I find myself having a hard time to even find the words to say as I'm so close to getting married. My heart is overflowing with thoughts and love for Josh. I am in awe that God has brought our relationship this far and prepared us for marriage. What a beautiful thing that is. What a beautiful thing marriage is. I can't wait to stand before all of our family and friends and commit my life to the one I love most. I can't wait to enter into the covenant with him that God has created for us, as man and wife. In our last pre-martial counseling session we discussed the covenant and how Josh and I were going to make it public to our family and friends that we are going to try as hard as possible to love each other as God loves the church.
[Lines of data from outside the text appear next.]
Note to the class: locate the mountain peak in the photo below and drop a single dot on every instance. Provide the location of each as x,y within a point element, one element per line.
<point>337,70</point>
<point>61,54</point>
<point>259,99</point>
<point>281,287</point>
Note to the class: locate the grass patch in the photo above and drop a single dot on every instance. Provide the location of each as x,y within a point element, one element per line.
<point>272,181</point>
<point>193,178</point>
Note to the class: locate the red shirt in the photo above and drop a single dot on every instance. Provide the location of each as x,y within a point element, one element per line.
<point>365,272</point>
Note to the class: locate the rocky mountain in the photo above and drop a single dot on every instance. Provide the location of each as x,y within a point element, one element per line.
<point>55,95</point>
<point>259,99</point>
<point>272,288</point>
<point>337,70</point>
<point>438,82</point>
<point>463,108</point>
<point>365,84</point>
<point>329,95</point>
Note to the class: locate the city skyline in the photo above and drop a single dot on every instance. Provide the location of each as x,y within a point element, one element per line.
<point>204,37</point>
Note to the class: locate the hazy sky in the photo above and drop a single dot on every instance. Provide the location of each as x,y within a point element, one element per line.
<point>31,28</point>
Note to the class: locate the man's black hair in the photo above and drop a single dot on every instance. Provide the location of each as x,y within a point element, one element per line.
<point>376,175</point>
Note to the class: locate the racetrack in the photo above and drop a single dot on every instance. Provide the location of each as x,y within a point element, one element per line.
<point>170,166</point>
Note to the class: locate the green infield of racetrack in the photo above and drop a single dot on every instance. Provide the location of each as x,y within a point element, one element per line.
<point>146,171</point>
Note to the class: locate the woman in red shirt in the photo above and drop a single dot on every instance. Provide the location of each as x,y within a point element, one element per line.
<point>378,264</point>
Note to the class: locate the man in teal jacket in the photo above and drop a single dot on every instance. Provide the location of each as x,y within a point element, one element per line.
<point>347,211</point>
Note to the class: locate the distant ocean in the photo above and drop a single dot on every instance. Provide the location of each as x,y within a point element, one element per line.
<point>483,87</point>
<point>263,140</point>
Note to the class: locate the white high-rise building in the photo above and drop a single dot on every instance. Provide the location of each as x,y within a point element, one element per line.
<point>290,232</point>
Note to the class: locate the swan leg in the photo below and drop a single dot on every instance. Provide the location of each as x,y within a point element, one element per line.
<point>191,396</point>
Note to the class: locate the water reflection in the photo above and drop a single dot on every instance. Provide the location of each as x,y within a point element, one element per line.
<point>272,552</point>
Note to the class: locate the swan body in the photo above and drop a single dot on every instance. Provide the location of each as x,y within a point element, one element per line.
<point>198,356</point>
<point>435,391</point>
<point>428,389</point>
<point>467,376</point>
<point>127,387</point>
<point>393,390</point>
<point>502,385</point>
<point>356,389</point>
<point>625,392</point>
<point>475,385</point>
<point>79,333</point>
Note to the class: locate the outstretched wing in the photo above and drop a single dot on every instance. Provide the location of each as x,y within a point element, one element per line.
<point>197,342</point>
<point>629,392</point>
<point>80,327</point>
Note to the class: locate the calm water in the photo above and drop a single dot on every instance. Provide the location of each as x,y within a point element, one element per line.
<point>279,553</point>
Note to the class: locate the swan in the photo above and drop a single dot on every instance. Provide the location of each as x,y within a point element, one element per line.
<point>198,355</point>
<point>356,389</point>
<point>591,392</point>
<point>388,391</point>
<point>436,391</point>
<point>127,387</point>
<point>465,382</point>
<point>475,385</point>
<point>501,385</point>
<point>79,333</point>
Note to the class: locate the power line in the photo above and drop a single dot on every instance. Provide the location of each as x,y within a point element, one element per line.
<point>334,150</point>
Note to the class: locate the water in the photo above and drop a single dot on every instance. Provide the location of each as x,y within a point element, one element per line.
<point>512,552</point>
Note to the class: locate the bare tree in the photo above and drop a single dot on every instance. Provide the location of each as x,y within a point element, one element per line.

That we are committing ourselves exclusively to one as another as God has committed Himself to His people and to the church. God gave us the most precious ability to love one another. We would never even know what love is if He wouldn't have blessed us with that emotion. Oh how thankful I am that we were given the ability to love by the one who shows us the ultimate love, day in and day out.
He loves me in my best and throughout my worst and I will love Josh everyday...in his best and throughout his worst. The Lord forgives me even when I am so undeserving...I'll forgive Josh when he is completely undeserving as I know he'll forgive me when I'm completely undeserving. My heart is overwhelmed when I think about Josh and I having our marriage as a display of God's love for His people...and it makes me want to work hard everyday to make our marriage as fulfilled as it can be to show that others that marriages can make it and our marriage is a display of Gods love and a testament to how much He loves his people.
This week I'm going to spend a lot of time with the Lord, reflecting on the past 3 years of my dating life with Josh and reflecting on the past 9 months of our engagement. This is such a sweet time in our lives and I want to soak every single second up.